The settings you specify in this screen
will affect the action IWSVA takes on all Windows cabinet files and PE
COM objects (of which Active controls are a subtype). For example, if
you configure IWSVA to check the signing certificate's expiration date,
then for all certificates that are expired, IWSVA also takes the action
specified for an invalid signature in the ActiveX
Security Rules page. SHOW ME>>
Check
the expiration of signing certificate—If the signing certificate
is expired the signature is considered invalid. IWSVA takes the action
configured for invalid certificates.
Check
the expiration of all certificates in the chain—If any certificate
in the signing chain (including the root, but not the signing certificate)
has expired, then the signature is considered invalid. IWSVA takes the
action configured for invalid certificates.
If
the signature has a timestamp countersignature—Some files have
timestamp "countersignatures.” These are used to extend the validity
of a signature beyond the expiration dates on the certificates in its
signature chain.
Use timestamp when a certificate is expired—If
certificate expiration is being checked and one (or more) are found to
be expired, validate the timestamp signature and use it if it turns out
to be valid. Note that timestamp signatures are validated in exactly the
same way (and under the same IWSVA settings) as the file signatures are.
Timestamp countersignatures do not expire—Do
not check the expiration of certificates in the timestamp signature.

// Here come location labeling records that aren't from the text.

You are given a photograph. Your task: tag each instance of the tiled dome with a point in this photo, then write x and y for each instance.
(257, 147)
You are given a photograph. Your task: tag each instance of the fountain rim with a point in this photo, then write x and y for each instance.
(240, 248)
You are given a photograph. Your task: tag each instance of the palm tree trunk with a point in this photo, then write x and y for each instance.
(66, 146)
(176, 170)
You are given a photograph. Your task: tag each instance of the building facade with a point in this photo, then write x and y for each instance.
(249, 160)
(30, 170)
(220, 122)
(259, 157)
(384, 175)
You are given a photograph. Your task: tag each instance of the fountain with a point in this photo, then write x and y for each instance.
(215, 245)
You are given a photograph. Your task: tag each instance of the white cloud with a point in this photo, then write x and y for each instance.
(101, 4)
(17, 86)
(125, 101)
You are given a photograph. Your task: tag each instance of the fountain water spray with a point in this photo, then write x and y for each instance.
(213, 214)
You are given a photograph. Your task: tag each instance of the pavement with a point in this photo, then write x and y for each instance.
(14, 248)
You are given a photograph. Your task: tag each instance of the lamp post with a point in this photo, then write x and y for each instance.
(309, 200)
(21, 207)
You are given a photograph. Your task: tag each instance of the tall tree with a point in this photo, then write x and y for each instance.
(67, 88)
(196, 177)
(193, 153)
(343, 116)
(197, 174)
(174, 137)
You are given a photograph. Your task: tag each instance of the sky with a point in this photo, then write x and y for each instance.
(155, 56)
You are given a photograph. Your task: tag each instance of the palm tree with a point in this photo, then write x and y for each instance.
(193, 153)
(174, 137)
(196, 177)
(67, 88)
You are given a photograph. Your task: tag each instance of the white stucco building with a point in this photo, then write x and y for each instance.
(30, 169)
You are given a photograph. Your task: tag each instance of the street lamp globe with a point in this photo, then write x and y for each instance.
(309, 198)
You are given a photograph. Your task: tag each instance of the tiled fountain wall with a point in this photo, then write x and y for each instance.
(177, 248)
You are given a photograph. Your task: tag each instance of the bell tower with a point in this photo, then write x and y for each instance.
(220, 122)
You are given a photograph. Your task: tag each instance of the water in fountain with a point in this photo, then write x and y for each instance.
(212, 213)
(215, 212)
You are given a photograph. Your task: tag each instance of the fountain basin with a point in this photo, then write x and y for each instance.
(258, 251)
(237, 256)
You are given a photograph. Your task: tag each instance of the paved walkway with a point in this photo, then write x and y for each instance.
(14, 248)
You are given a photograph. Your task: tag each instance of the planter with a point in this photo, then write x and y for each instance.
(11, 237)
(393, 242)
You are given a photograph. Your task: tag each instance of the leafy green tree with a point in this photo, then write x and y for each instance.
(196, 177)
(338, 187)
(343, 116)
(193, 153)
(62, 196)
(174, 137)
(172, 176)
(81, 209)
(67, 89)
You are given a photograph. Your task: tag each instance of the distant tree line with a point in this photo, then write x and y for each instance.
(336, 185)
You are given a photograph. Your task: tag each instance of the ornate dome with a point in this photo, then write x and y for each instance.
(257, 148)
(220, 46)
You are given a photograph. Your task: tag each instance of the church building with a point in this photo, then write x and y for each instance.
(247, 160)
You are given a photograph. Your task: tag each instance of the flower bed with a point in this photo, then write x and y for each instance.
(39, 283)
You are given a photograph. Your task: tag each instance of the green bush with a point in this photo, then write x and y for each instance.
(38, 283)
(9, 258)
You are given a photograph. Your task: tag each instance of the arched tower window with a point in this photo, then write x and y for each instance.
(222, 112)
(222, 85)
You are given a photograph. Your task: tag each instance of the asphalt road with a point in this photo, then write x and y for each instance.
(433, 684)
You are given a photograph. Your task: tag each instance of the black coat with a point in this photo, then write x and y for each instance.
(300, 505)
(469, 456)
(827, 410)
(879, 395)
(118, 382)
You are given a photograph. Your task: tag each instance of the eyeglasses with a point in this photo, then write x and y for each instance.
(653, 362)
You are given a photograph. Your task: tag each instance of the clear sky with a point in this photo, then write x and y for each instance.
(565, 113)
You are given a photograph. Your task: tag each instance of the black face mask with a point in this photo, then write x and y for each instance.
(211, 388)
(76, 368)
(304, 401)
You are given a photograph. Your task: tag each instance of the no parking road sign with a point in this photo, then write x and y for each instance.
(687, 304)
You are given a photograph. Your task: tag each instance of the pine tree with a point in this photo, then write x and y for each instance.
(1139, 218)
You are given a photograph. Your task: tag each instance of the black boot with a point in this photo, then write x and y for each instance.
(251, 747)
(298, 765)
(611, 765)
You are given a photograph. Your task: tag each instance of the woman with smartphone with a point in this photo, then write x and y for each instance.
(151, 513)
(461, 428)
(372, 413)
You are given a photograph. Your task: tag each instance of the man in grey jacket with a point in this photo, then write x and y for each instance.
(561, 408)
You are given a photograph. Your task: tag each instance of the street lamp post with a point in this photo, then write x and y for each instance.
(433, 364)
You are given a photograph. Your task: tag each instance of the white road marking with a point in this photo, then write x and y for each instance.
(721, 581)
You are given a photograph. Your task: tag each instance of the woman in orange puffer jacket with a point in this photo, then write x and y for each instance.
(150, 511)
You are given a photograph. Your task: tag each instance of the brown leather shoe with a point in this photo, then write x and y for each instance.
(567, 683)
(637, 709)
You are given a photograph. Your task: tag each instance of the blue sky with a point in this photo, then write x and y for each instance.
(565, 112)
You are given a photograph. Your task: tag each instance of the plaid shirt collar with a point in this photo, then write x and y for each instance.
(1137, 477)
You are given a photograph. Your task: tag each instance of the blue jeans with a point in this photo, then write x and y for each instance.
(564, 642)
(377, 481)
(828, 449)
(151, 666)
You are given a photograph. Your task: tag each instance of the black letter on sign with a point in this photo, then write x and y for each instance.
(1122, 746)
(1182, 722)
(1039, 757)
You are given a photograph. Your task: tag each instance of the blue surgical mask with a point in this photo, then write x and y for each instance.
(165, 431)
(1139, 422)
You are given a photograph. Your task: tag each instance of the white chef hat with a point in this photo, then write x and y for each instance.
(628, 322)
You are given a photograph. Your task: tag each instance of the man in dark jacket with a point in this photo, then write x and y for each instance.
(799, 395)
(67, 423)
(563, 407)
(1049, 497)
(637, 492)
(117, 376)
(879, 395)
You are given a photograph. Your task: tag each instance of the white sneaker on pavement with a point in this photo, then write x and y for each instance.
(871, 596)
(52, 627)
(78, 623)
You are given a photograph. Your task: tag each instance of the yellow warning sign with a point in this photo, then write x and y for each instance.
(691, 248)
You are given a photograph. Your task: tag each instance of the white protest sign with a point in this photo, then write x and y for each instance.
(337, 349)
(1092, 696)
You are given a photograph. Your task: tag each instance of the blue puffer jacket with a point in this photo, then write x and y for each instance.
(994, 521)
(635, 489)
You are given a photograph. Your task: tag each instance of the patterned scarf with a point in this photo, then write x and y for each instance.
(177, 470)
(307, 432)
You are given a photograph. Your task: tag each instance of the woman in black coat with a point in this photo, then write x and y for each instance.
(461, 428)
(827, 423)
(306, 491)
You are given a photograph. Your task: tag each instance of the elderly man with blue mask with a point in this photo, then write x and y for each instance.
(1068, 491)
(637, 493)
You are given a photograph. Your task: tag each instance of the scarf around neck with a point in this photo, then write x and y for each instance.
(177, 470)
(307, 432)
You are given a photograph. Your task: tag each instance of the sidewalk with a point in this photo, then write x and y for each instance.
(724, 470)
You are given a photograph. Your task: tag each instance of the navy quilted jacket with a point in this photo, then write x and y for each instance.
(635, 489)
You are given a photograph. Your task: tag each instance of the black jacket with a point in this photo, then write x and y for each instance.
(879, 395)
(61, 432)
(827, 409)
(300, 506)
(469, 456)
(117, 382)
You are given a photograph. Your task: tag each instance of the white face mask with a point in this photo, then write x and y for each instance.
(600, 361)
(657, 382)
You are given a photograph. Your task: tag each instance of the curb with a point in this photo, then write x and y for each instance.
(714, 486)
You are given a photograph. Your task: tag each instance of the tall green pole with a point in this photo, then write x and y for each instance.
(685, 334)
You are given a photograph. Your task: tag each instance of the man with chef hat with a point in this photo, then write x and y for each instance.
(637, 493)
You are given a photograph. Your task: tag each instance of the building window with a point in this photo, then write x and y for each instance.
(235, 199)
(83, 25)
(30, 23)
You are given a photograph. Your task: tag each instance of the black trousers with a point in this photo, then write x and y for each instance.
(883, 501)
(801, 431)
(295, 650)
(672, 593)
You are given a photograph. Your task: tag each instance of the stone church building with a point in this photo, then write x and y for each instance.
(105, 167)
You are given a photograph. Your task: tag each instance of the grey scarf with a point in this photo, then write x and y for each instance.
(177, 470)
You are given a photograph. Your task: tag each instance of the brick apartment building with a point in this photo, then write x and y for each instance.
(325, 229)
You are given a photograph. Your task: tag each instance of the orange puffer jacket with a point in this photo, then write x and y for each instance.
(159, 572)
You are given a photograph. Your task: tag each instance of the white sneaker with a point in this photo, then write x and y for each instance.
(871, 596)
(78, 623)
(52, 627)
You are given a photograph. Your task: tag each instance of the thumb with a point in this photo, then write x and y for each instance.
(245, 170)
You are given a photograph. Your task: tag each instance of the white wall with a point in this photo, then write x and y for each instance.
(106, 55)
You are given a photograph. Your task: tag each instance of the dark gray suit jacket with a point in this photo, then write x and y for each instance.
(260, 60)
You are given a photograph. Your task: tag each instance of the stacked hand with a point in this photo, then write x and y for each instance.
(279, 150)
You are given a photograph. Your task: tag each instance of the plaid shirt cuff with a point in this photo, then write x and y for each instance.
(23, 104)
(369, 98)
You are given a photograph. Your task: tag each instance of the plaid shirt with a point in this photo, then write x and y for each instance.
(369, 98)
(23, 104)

For
timestamp countersignatures this is considered normal (only revocation
– and the time of revocation – matters).
Check
the revocation status of the certificate—If a certificate has a
status of "revoked," IWSVA considers the signature invalid.
If IWSVA cannot determine the status, you can have it reset the status
to either Valid or Invalid. Note that a revocation source must be designated
in a certificate, or in one of the certificates in its signing chain,
before a revocation check can be attempted.